Non può essere vero. Da qualche parte Mazzarri deve pure aver iniziato. In qualche scartoffia lasciata in soffitta, magari dal corso di Coverciano, ci deve pur essere stato un plico dedicato a Napoli.
Altrimenti come si spiega quel miracolo che fu la stagione 2009/2010, e poi la 2010/11, e poi ancora la 2011/12, fino all’addio nel 2013?
Una stagione dopo l’altra, questo tecnico toscano che sorride raramente, parla poco ma giusto, a cui basta uno sguardo coi suoi uomini per invertire l’esito di una partita, questo burbero dal cuore d’oro, Walter Mazzarri, ha ricordato alla città di Napoli cosa significa essere grandi nel calcio.
Non lo vivevano dai tempi di Maradona. E se sono dieci stagioni consecutive che i partenopei vanno in Europa, gran parte del merito lo si deve a Walter Mazzarri, che in 4 stagioni è riuscito – insieme allo straordinario lavoro di Bigon ds e De Laurentiis presidente – a rendere il Napoli una realtà nazionale e internazionale.
Gli inizi di Mazzarri a Napoli
Dicevamo, però: da qualche parte Mazzarri deve pure aver iniziato.

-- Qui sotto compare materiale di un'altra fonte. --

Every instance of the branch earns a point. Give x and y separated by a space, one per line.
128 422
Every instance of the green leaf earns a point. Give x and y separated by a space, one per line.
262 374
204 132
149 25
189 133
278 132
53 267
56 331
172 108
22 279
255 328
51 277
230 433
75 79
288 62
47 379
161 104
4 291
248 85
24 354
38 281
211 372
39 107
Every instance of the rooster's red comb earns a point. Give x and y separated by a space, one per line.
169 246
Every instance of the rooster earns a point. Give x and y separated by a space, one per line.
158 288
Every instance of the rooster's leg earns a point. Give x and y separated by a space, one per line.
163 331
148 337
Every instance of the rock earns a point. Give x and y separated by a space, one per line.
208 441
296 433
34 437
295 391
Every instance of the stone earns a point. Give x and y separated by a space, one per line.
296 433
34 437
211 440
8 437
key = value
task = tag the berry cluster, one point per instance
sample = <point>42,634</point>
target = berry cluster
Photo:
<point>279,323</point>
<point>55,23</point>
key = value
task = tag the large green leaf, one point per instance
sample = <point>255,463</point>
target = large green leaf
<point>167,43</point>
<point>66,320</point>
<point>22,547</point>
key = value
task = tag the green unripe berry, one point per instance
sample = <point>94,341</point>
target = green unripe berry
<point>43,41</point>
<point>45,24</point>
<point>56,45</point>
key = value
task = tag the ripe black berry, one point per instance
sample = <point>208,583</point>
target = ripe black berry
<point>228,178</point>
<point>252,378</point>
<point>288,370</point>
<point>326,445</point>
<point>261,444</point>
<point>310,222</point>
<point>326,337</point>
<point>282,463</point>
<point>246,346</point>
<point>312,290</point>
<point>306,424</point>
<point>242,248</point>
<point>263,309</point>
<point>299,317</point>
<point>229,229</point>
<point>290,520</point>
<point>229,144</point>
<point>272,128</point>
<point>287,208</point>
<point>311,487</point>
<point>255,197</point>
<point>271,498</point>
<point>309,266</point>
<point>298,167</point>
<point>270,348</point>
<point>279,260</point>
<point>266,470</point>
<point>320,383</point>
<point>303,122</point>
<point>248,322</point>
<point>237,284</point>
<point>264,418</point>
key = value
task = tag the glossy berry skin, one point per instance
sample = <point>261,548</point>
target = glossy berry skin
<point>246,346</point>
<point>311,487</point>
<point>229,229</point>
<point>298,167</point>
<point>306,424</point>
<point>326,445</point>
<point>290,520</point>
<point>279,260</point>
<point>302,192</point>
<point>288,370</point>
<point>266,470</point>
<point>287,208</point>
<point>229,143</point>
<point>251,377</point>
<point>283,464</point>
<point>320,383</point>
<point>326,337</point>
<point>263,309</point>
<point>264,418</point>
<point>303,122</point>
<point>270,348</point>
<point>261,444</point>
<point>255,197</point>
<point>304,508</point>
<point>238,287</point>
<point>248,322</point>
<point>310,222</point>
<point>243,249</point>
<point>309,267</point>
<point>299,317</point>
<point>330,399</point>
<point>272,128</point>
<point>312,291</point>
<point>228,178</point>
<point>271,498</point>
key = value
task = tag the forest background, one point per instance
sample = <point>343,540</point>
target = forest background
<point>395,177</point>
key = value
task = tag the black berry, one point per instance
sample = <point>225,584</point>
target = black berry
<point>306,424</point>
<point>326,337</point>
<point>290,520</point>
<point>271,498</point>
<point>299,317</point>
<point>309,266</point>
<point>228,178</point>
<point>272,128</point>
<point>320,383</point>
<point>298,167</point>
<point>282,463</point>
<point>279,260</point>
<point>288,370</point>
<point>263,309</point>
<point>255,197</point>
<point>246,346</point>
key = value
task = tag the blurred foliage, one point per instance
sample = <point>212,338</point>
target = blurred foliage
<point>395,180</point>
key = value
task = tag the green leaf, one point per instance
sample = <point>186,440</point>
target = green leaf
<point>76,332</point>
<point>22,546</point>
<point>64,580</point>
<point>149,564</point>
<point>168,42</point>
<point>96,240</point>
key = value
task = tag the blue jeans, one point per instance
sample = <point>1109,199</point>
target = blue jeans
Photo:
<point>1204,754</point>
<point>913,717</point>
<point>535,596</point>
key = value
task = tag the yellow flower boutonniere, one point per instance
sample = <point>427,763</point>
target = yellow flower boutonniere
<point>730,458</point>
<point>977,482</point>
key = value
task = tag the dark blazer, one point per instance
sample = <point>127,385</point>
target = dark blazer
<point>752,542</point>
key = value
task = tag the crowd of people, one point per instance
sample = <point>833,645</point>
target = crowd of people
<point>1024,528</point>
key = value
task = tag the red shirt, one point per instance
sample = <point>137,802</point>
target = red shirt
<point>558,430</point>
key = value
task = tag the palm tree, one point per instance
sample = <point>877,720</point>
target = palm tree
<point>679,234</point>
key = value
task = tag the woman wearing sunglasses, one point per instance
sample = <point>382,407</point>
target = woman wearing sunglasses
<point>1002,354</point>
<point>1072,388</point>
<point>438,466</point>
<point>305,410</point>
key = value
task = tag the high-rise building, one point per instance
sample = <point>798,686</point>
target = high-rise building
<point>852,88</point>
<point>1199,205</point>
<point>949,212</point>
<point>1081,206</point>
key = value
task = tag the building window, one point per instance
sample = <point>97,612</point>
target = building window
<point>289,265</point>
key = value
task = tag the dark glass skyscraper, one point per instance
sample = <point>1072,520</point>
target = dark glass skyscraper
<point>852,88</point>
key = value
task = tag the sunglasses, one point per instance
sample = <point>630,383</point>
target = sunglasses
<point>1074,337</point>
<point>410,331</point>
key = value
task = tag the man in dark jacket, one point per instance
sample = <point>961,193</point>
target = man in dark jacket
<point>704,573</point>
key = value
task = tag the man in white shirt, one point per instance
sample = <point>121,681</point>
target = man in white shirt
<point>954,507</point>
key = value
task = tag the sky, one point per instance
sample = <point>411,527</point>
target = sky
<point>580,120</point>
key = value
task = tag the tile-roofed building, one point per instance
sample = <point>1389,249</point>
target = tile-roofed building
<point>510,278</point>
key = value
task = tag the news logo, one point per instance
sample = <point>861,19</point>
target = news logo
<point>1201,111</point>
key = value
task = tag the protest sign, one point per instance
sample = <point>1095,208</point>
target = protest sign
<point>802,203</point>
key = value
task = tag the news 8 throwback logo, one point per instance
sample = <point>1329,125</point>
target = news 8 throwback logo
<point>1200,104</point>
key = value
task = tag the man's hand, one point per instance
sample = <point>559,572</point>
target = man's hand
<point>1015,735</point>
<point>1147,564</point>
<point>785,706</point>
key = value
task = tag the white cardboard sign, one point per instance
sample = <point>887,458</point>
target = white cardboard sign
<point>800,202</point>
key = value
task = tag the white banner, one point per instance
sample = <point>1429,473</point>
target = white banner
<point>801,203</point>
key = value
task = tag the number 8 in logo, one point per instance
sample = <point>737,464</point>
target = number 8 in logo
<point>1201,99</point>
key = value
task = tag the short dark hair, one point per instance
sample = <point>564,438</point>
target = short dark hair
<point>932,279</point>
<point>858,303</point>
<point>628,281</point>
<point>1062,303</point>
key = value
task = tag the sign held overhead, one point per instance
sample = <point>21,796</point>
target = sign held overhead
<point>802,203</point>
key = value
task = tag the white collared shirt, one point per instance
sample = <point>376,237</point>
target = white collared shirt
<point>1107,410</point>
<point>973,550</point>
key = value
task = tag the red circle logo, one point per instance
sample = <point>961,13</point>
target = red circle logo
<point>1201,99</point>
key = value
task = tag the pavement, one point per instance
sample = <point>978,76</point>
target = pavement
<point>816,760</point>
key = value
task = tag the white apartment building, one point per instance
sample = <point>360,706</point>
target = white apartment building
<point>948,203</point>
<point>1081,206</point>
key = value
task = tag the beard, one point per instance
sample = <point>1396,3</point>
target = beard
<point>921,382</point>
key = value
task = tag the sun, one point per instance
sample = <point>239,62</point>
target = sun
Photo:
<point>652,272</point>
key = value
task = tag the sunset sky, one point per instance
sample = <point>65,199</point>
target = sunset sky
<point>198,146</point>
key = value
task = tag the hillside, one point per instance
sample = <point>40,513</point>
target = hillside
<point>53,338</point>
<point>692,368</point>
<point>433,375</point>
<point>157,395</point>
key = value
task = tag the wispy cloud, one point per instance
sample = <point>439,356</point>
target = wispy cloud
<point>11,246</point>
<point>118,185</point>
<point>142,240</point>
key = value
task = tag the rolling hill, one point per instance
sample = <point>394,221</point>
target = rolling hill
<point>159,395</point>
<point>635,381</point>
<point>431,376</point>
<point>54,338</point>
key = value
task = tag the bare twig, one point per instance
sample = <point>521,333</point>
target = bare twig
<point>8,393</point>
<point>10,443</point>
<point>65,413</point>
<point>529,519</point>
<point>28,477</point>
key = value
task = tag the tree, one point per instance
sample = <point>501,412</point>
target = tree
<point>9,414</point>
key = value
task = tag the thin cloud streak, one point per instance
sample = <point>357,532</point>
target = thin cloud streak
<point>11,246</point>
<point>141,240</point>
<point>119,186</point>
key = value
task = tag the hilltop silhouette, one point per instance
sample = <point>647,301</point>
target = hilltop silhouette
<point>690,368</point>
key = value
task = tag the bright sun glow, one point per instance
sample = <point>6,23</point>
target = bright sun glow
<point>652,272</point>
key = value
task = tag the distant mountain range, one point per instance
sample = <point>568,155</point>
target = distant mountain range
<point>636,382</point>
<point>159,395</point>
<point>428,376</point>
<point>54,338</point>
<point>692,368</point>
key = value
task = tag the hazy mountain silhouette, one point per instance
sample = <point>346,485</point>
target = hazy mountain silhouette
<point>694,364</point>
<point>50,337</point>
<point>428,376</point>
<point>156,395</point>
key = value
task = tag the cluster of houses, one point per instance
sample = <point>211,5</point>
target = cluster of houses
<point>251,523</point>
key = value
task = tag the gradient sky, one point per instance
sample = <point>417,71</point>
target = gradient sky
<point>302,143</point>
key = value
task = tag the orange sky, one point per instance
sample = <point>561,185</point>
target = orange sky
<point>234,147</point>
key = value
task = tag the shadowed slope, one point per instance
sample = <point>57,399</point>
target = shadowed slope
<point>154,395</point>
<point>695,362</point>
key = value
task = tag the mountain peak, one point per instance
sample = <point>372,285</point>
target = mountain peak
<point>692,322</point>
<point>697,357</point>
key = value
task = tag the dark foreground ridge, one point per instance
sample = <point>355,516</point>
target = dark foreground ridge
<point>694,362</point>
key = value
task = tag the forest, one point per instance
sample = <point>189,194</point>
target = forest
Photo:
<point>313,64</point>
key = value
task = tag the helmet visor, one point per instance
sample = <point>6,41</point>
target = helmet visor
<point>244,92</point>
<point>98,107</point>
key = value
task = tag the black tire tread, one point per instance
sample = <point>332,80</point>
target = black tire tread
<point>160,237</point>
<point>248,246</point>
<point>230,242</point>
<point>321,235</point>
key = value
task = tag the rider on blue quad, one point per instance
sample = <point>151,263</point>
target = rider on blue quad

Spulciando le fonti e i documenti, le cartacce che lui amava poco e nulla, è stato trovato un dettaglio non irrilevante.
Nella stagione 1998/99, una stagione difficile ma non disastrosa, il Napoli è allenato da Renzo Ulivieri. Indovinate chi è il suo vice. Non c’è dubbio che Walter Mazzarri abbia appreso molto – il più possibile – da quella esperienza. E non solo a livello tattico. Certo, il 3-4-3 che vedremo all’opera nel suo Napoli ricalca in qualche modo le idee tattiche di Ulivieri, ma è soprattutto la connessione profonda tra lui, i giocatori e la piazza ad aver rappresentato il surplus decisivo nell’esperienza quadriennale a Napoli.
Quando il Napoli di Mazzarri scende in campo, sei costretto a tenere alta l’attenzione per 90’. Anzi, facciamo pure per 95’. Se non 100 – compreso il recupero di primo e secondo tempo. Una caratteristica, quella di dare tutto dal primo all’ultimo minuto di gioco, che Mazzarri riesce a trasmettere ai suoi giocatori già dall’esordio all’ottava giornata contro il Bologna. Rispetto al proprio predecessore Donadoni, si tratta di un’autentica rivoluzione.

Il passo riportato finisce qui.